July 23, 2025Jul 23 So my NAS is currently approaching being full. It has 8 total available SATA ports (4 on mobo, 4 on pcie card that occupies the only pcie slot on the mobo) and they are all currently populated with: 3x 12TB drives (1 is parity), 3x 4TB drives, and 2x 512GB SSDs (redundant cache pool)The end goal is to replace the 3x 4TB drives with 3x 24TB drives, but I know that the parity drive must be at least matched in size with the largest hard drive in the array, so one of the 24TB drives will need to become the new parity drive.So my questions boil down to: What is the best order of operations for getting from A to B, and what does that look like every step of the way?There are no drives in the array that don't have data on them, so would it be best to disconnect the current parity drive and replace it with a 24TB drive, and then <tell it to use the new drive as parity (not sure how)>?And then from there how do I migrate the other drives without losing data or having to manually transfer them by buying a SATA to USB dock or similar? 1.) 12TB parity -> 24TB parity, build new parity (don't know how to do this)2.) 4TB data -> 24TB data, rebuild from parity (don't know how to do this)3.) 4TB data -> 24TB data, rebuild from parity (^)4.) 4TB data -> 12TB old parity, rebuild from parity (wipe it first? can unraid handle that for me? how?)Or does it make more sense to first temporarily replace one of the SSDs from the cache with the new 24TB parity drive and let it switch over that way?Does it matter what SATA port each drive is plugged into?

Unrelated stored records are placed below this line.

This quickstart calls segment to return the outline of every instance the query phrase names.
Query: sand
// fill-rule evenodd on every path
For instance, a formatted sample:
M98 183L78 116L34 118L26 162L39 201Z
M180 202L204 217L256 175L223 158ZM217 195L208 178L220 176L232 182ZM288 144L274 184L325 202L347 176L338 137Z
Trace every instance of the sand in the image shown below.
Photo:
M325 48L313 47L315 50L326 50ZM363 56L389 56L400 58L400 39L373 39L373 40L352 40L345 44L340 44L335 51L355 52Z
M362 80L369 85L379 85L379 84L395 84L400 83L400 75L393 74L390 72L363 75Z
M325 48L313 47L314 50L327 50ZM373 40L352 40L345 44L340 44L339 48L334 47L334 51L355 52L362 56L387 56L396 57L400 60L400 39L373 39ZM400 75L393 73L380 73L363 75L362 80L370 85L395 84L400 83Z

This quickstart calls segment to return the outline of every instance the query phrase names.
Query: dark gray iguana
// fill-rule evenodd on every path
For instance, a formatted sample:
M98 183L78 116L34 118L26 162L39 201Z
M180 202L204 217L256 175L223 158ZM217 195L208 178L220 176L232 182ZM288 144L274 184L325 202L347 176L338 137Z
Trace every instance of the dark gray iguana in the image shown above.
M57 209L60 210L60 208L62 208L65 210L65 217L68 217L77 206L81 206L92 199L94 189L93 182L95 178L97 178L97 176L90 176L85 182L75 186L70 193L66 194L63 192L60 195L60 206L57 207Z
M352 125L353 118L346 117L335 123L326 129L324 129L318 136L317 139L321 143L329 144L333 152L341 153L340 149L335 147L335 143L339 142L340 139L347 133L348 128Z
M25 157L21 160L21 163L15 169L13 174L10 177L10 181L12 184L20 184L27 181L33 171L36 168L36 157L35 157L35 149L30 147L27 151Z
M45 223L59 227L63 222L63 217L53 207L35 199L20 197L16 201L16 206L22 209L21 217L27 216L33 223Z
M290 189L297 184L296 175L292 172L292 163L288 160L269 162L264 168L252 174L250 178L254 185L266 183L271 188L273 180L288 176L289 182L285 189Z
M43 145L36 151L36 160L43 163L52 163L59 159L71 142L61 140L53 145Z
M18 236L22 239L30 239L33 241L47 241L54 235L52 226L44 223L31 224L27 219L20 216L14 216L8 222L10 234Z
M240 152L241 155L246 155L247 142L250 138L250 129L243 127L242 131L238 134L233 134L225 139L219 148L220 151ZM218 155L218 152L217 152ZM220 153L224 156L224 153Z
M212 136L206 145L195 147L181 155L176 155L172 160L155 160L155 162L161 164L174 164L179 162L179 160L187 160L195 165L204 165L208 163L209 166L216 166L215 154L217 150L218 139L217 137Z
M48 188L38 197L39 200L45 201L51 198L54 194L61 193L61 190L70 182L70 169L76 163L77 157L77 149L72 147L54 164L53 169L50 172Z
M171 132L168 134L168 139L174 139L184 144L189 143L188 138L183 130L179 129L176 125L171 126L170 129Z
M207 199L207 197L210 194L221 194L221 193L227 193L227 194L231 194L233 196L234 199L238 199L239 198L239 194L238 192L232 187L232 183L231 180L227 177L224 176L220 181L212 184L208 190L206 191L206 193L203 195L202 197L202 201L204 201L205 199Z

I know Windows is really dumb and picky about that. Just seems like there are a lot of paths forward, and I'm not sure what makes the most sense, and I'm very paranoid about losing any of my data in the process.Thanks! Edited July 23, 2025Jul 23 by albrittbrat91
July 23, 2025Jul 23 Community Expert Read this section of the manual and come back if you still have questions. https://docs.unraid.net/unraid-os/manual/storage-management/#replacing-a-disk-to-increase-capacityIf you just remove the drive you are replacing and set it aside until you are sure all is well, you will be protected from data loss. That drive is your backup! (Unraid array data drives are formatted with a standard Linux File system and the contents of that drive-- your data files --can be read by any Linux system.) PS--- I would buy two 24TB drives to begin with and get the next one (1) when you are again running out of storage space or (2) if you find a good sale price! And I keep a 'cold' spare drive...
July 23, 2025Jul 23 Community Expert BTW, you can repurpose that old 12TB parity as a data drive using the same procedure.